How taking the 'perma' out of permafrost could accelerate global warming

As permafrost thaws, it changes the composition of vegetation in the Arctic. This could accelerate global warming, say scientists

Government of Northwest Territories/AP Photo
This July 24, 1996 photo released by the Government of Northwest Territories shows the Canadian Arctic community of Tuktoyaktuk in the Northwest Territories, Canada. Seas rising from global warming and land sinking as permafrost thaws are threatening the Canadian Arctic community. A beach barrier of small boulders has slowed the erosion of the peninsula, upper left. Geologists believe the protective Tuktoyaktuk Island, upper right, will erode away in 30-40 years, exposing the hamlet more to Arctic Ocean waves.

The layer just below the Earth's surface is teeming with microbes capable of altering composition of the atmosphere. 

Whether they do so or not all depends on the availability of organic matter in the soil, which in turn depends on whether that soil is frozen or not.

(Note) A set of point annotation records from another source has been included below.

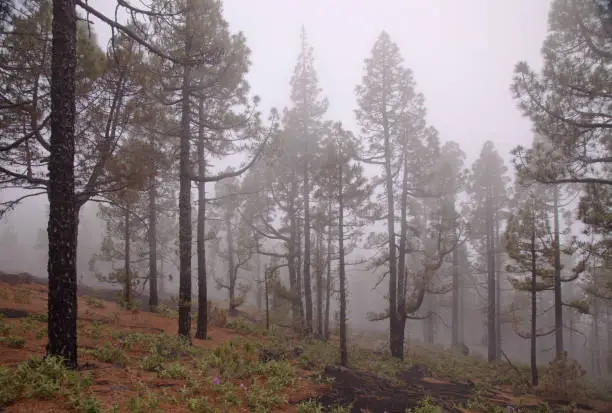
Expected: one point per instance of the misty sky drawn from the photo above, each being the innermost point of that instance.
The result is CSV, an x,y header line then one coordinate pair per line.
x,y
462,54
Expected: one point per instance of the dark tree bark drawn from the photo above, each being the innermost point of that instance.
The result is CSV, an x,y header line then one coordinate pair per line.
x,y
307,277
395,323
185,236
127,259
231,270
328,280
498,269
319,269
558,302
63,212
152,238
342,271
202,326
491,285
534,291
455,315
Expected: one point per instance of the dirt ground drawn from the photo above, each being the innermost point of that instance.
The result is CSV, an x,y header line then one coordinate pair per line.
x,y
114,385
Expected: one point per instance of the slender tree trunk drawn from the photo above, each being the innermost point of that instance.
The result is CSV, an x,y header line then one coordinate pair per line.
x,y
319,269
162,279
328,285
231,271
395,326
260,287
595,347
455,320
127,259
307,276
299,278
292,260
267,297
491,285
534,366
152,238
63,212
498,270
401,260
570,334
342,271
185,235
202,324
557,288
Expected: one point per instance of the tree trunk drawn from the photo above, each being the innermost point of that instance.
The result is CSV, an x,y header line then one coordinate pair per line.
x,y
127,259
231,272
595,348
402,273
202,324
162,279
260,287
319,259
292,260
307,277
534,366
395,326
491,290
185,235
342,272
328,284
498,270
455,320
152,238
558,302
267,297
63,213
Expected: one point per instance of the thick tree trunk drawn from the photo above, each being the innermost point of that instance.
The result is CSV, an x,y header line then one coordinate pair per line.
x,y
558,302
127,259
319,269
455,315
307,263
534,366
395,325
260,287
202,324
231,271
292,260
63,212
185,235
498,270
595,346
401,260
152,238
491,285
342,272
328,285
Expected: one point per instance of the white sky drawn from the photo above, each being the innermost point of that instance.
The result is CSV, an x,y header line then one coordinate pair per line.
x,y
462,54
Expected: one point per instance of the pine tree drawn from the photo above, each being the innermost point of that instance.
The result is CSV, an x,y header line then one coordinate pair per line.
x,y
529,243
488,197
351,191
396,138
305,119
565,100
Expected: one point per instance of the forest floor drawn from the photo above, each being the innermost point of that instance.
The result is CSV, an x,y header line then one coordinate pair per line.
x,y
132,361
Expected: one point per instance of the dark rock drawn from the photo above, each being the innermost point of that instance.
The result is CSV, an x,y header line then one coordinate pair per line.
x,y
415,372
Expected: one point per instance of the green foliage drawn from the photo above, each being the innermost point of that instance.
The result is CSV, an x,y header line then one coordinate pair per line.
x,y
45,379
110,354
22,295
13,342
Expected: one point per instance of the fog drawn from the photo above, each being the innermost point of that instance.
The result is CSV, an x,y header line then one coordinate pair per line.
x,y
462,56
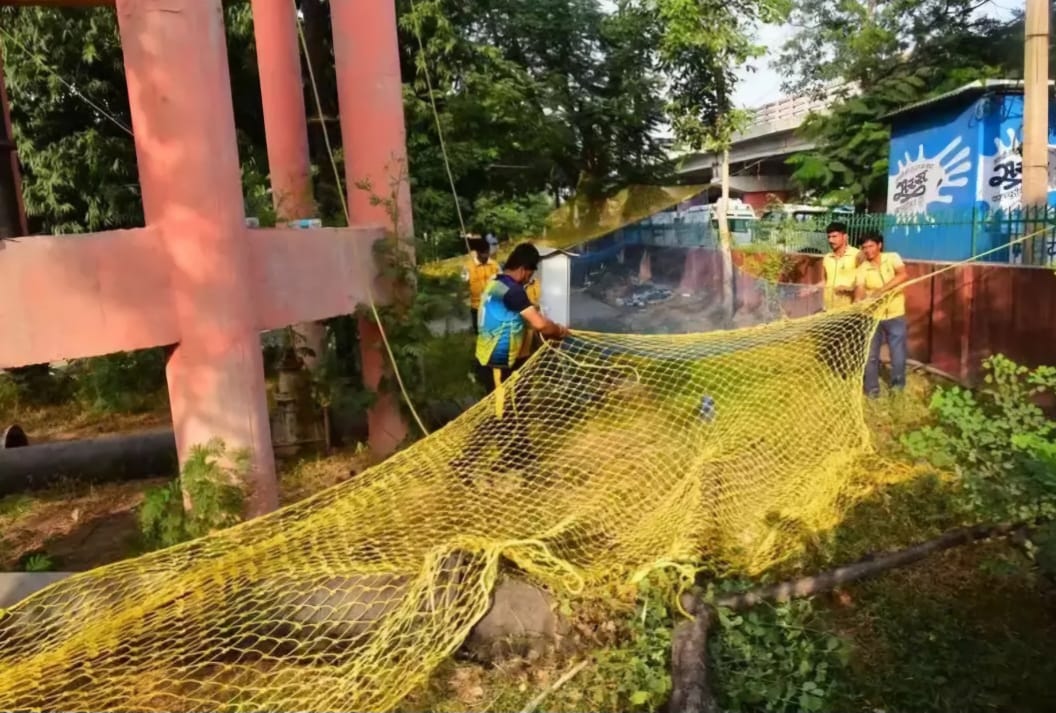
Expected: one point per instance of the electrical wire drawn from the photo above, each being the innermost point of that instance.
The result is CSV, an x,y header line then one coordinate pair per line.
x,y
66,83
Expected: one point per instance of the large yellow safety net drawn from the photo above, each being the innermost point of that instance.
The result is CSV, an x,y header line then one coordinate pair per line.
x,y
604,456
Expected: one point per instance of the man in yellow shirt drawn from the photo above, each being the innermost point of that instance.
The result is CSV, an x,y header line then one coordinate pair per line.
x,y
838,341
841,266
479,271
881,276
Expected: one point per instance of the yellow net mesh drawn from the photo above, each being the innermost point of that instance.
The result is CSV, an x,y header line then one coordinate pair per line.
x,y
583,219
613,453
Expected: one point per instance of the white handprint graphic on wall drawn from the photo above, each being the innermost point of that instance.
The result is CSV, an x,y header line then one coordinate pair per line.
x,y
921,181
1001,175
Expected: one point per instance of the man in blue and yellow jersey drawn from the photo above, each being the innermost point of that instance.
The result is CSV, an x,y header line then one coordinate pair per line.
x,y
882,275
506,316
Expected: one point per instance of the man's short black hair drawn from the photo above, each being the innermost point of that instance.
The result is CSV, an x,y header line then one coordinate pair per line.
x,y
525,256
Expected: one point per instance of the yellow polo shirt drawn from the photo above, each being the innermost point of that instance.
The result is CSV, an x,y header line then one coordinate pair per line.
x,y
534,292
873,277
840,271
479,275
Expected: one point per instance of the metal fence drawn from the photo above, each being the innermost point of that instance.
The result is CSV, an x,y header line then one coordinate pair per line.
x,y
943,236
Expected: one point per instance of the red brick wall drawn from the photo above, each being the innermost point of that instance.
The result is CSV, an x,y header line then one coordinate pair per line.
x,y
957,317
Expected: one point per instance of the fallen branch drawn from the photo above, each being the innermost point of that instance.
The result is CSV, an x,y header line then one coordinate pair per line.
x,y
691,686
808,586
569,675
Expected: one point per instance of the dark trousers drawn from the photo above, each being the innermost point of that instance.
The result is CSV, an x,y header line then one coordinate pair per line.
x,y
486,375
893,332
508,434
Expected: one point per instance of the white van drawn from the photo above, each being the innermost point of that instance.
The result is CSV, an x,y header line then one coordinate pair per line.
x,y
740,218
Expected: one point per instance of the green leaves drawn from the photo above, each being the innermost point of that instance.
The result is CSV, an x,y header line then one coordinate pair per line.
x,y
1000,442
776,658
901,52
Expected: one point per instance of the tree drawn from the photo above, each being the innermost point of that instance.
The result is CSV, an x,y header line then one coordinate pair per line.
x,y
701,44
877,57
533,96
60,62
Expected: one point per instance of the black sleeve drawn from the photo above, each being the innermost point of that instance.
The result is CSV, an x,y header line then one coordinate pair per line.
x,y
516,299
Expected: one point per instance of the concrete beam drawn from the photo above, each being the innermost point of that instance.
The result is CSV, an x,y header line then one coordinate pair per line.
x,y
63,296
58,3
17,585
310,275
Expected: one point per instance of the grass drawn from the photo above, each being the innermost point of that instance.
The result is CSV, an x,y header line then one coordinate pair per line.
x,y
81,526
969,630
68,421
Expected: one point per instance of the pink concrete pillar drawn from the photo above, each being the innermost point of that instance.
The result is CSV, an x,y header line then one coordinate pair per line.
x,y
180,94
286,127
371,96
285,123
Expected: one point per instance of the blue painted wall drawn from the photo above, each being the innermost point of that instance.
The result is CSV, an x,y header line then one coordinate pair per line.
x,y
955,173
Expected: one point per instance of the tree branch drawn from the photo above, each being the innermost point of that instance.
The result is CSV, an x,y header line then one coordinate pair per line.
x,y
808,586
691,686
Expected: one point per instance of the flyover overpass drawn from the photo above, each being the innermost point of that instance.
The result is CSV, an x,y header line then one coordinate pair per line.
x,y
757,154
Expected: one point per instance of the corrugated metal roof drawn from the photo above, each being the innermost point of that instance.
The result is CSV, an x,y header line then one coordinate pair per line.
x,y
1006,86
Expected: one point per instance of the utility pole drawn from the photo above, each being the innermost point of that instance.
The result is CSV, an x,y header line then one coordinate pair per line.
x,y
12,211
1035,117
722,216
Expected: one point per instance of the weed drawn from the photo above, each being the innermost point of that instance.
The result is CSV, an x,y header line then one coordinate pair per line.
x,y
776,658
998,439
123,382
38,562
214,489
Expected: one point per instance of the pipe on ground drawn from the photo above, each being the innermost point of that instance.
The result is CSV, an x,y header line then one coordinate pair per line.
x,y
104,460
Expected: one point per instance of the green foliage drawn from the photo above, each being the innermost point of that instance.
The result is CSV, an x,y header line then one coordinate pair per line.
x,y
639,671
900,52
34,386
79,166
429,370
213,482
776,658
701,47
38,562
966,632
538,97
121,382
999,439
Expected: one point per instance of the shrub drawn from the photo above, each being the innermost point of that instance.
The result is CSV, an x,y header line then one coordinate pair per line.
x,y
998,439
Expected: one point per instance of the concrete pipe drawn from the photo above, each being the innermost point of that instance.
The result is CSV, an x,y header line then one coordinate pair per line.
x,y
104,460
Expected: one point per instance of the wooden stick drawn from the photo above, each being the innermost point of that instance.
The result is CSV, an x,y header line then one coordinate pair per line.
x,y
569,675
691,687
808,586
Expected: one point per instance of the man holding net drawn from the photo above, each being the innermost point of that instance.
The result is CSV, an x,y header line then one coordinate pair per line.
x,y
507,314
882,274
841,340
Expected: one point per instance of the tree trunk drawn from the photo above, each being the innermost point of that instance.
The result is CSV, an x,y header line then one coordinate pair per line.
x,y
691,688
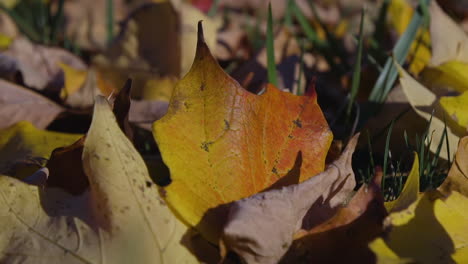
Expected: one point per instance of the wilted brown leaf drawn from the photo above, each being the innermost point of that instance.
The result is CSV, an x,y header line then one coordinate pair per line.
x,y
20,104
344,238
261,228
121,219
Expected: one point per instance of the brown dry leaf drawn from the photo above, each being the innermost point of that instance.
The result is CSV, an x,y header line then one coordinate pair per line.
x,y
457,179
39,65
20,104
449,41
329,14
23,145
121,219
348,232
261,228
66,168
145,49
144,112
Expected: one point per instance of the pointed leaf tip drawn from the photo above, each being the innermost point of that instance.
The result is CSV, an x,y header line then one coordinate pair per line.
x,y
201,37
127,86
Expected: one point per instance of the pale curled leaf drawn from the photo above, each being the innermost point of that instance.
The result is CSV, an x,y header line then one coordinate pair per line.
x,y
347,232
23,145
410,191
260,228
121,219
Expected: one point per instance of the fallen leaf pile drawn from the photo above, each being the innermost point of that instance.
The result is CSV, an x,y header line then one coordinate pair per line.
x,y
148,136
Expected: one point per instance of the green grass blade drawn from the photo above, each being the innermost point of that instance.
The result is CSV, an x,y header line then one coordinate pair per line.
x,y
271,65
307,28
288,21
357,67
389,74
300,91
56,21
387,149
334,45
446,143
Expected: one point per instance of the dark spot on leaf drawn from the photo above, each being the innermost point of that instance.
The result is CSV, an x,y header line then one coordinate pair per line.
x,y
205,146
274,170
298,123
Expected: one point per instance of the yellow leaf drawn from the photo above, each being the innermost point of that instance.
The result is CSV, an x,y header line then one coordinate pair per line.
x,y
452,75
456,108
410,191
22,143
223,143
457,179
431,230
121,219
385,255
422,100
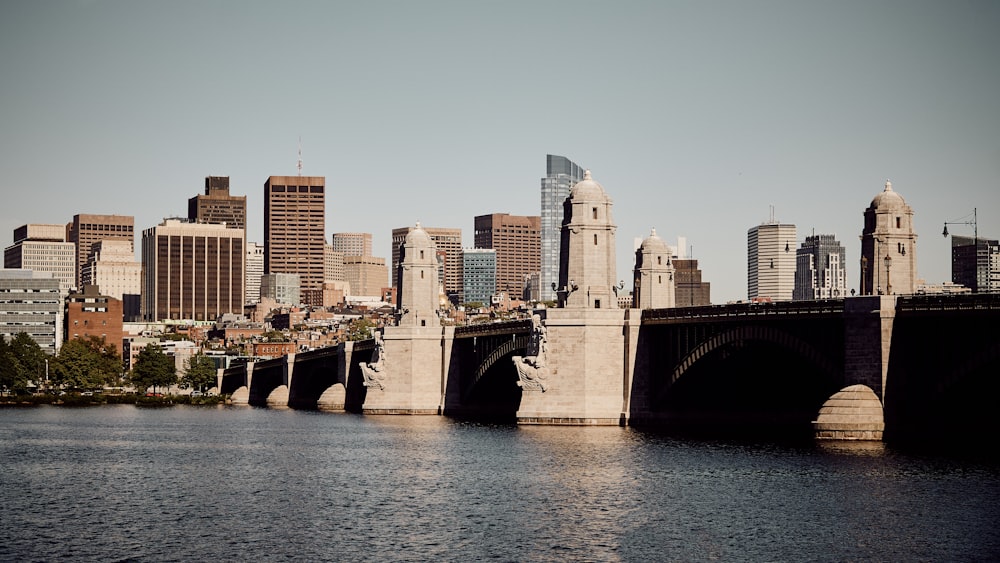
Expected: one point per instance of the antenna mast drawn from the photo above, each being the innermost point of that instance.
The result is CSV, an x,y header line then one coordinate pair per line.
x,y
300,155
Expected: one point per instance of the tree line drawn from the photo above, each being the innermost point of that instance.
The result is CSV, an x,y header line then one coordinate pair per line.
x,y
91,363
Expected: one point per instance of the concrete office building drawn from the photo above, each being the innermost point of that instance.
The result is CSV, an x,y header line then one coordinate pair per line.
x,y
975,263
192,271
771,261
819,269
352,244
87,229
446,241
517,240
366,275
282,288
561,174
479,275
254,269
888,246
43,248
217,206
32,302
295,227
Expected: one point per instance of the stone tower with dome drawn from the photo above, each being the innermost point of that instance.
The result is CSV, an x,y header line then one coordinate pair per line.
x,y
654,275
587,257
888,246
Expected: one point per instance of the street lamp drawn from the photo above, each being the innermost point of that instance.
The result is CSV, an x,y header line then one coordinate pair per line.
x,y
888,285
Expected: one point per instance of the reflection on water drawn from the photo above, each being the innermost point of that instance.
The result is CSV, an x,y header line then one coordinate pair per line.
x,y
189,483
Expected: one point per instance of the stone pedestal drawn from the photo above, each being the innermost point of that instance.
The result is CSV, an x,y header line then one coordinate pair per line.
x,y
587,377
409,380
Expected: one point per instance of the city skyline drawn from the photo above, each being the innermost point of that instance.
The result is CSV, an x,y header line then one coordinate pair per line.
x,y
810,112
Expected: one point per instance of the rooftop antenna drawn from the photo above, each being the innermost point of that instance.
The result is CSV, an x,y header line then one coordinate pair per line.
x,y
300,155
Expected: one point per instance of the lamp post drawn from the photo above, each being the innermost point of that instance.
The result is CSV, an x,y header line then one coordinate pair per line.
x,y
888,263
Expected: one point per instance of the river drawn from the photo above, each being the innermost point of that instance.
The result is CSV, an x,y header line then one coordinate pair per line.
x,y
115,483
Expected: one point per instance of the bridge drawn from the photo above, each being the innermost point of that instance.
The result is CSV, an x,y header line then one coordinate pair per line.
x,y
932,362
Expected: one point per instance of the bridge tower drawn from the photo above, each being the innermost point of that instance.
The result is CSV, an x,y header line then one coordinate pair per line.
x,y
888,246
654,275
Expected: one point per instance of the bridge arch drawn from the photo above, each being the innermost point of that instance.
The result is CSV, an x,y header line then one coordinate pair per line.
x,y
738,336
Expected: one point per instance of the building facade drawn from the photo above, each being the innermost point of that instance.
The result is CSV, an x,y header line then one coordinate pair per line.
x,y
479,275
771,261
254,269
352,244
446,241
43,248
975,263
517,241
888,246
819,269
217,206
32,302
295,227
192,271
87,229
561,174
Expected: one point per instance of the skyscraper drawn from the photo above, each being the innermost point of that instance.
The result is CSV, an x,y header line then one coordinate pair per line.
x,y
294,227
819,269
561,174
517,241
888,246
87,229
217,206
771,261
447,241
192,271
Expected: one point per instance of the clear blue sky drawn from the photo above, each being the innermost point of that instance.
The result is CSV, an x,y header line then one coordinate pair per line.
x,y
695,116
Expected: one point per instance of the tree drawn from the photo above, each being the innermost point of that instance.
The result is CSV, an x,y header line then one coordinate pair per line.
x,y
153,369
199,372
87,363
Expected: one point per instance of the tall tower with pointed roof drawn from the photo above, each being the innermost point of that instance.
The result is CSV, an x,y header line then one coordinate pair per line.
x,y
888,246
587,258
654,274
417,280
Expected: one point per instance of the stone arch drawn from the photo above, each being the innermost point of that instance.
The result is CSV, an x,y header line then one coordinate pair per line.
x,y
751,332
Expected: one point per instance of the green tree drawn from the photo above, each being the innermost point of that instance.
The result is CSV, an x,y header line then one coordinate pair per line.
x,y
87,363
360,329
153,369
199,372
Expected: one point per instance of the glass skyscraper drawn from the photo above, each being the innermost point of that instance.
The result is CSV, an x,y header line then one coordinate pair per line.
x,y
561,174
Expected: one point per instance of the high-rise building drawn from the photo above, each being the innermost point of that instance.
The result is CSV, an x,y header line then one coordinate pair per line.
x,y
87,229
479,275
367,275
43,248
587,272
294,227
517,240
888,246
689,290
89,313
352,244
32,302
819,269
561,174
255,269
192,271
217,206
448,241
771,261
975,263
283,288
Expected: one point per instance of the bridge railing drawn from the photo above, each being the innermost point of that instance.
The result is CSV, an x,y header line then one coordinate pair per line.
x,y
743,310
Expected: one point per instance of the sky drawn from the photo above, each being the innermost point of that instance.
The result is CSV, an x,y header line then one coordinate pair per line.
x,y
696,117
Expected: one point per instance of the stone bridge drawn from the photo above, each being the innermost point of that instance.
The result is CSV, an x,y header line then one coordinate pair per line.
x,y
742,366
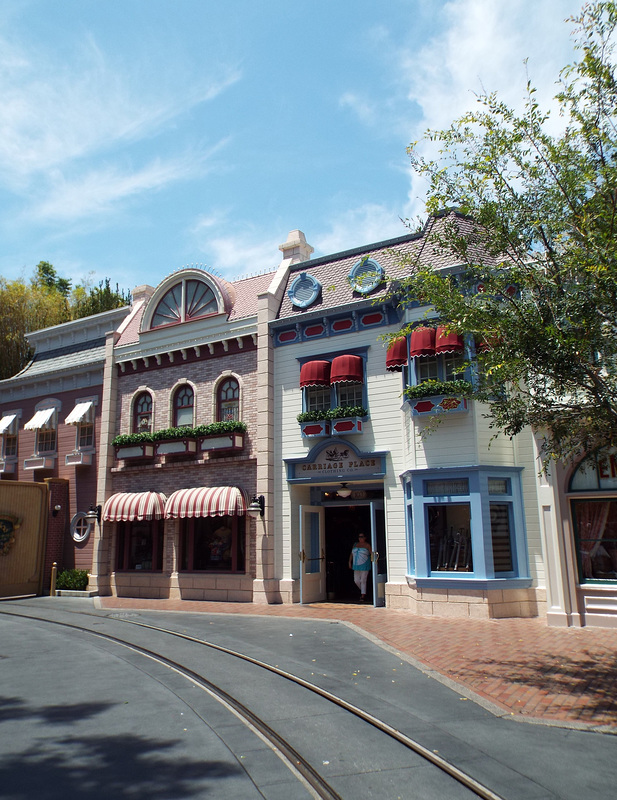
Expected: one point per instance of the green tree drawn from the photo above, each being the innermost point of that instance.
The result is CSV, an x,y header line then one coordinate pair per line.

In the Arctic, where, thanks to global warming, permafrost is failing to live up to its name, more organic material is becoming available, and this could spell even more global warming. 

Using a permafrost sample from the region, an international group of researchers studied the changes in the composition of organic matter within the soil that alters the ratio between methane and carbon dioxide produced by anaerobic microbes present within the subsurface, eventually boosting the concentration of greenhouse gases within the atmosphere. The study appeared in a paper titled "Changes in peat chemistry associated with permafrost thaw increase greenhouse gas production," published in the journal Proceedings of the National Academy of Sciences.

To start with, frozen soil – which is composed largely of peat – starts thawing. The layer of soil then collapses, and the portion underneath – where a huge chunk of permafrost used to sit earlier – is now inundated with water, says Jeff Chanton, an environmental scientist with the John Widmer Winchester Professor of Oceanography at Florida State, who was involved in the study.

The water contains organic matter, which is degraded by anaerobic bacteria to produce carbon dioxide and methane. Initially the amount of carbon dioxide produced is more than that of methane. But with time, the characteristic of the organic matter changes in a way that boosts the production of methane much more than that of carbon dioxide.

Production of both the substances increase, but the relative ratio between the two changes from 10:1 to 1:1, says Dr. Chanton.

The activities also give way to the production of specific vegetation. "It's like clear cutting a forest," says Chanton. First sphagnum mosses colonize the area. Then sedges start growing in the region. These plants act as conduits for releasing the methane– which is produced at the subsurface – into the atmosphere.

“[T]he associated changes in plant community composition in the polar regions could lead to way more carbon being released into the atmosphere as methane," Chanton said in a press release.

Methane- a more powerful greenhouse gas--is 33 times more effective in heating the Earth than carbon dioxide.

“The world is getting warmer, and the additional release of gas would only add to our problems,” he said in a press release.